January 27, 2005

The Farhud Recognition Project

On January 21, 2005, the Los Angeles Holocaust Memorial Museums and California State University's Center for Excellence on the Study of the Holocaust, Genocide, Human Rights, and Tolerance simultaneously announced that they would officially recognize and remember "the Farhud" as a forgotten Holocaust pogrom. They urged all Holocaust museums and educational courses worldwide to do likewise. Their joint action was applauded by numerous Jewish communal, Sephardic, and Holocaust organizations, as well as organizations for the study of genocide and tolerance.

The Holocaust was perpetrated beyond the confines of Europe and into the entire Arab world, where Jews had lived in peace for some 3,000 years before the Hitler-Arab Axis. The principal actor in the Axis was the Grand Mufti of Jerusalem, who had relocated to oil-rich Iraq from 1939-1941, and Berlin for the rest of the War.

The entire Jewish world has heard of Kristallnacht, yet few have heard of the Farhud, where Arabs trained by the Nazis in Baghdad, killed, maimed and committed numerous atrocities against the Jewish population on the two days on the Jewish holiday of Shavuot in 1941. The Farhud was the beginning of the end of 2,600 years of Jewish life in Iraq. This event commenced with a rampage of mass murder, mutilation, rape, burning and looting. The carnage would be forever seared upon the collective Iraqi Jewish consciousness.

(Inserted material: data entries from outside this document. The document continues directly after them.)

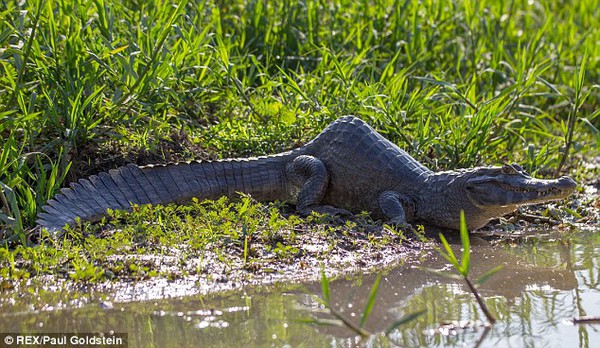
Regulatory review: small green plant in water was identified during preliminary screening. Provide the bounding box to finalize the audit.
[305,269,426,338]
[434,210,502,324]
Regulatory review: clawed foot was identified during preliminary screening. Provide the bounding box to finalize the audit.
[387,218,416,232]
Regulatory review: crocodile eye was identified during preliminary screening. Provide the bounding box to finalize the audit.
[511,163,525,172]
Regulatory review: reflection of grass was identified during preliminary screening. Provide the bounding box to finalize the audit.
[435,210,502,324]
[304,270,426,338]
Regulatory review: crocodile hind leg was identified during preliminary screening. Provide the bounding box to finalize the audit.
[286,155,350,216]
[379,191,412,230]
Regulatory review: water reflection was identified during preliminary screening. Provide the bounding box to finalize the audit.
[0,231,600,348]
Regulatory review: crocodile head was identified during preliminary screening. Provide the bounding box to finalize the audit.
[461,164,577,229]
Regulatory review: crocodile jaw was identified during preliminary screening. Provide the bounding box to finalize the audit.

Until now, the term "Farhud" and the riots and subsequent persecution of the Iraqi Jews during Holocaust and has been completely omitted from virtually all Holocaust study and memorials. This turning point event--the Farhud--was recently resurrected, during the fall of 2004, by a series of Iraqi community seminars, an award-winning bestselling book by author Edwin Black, as well as recent lectures and articles on the subject.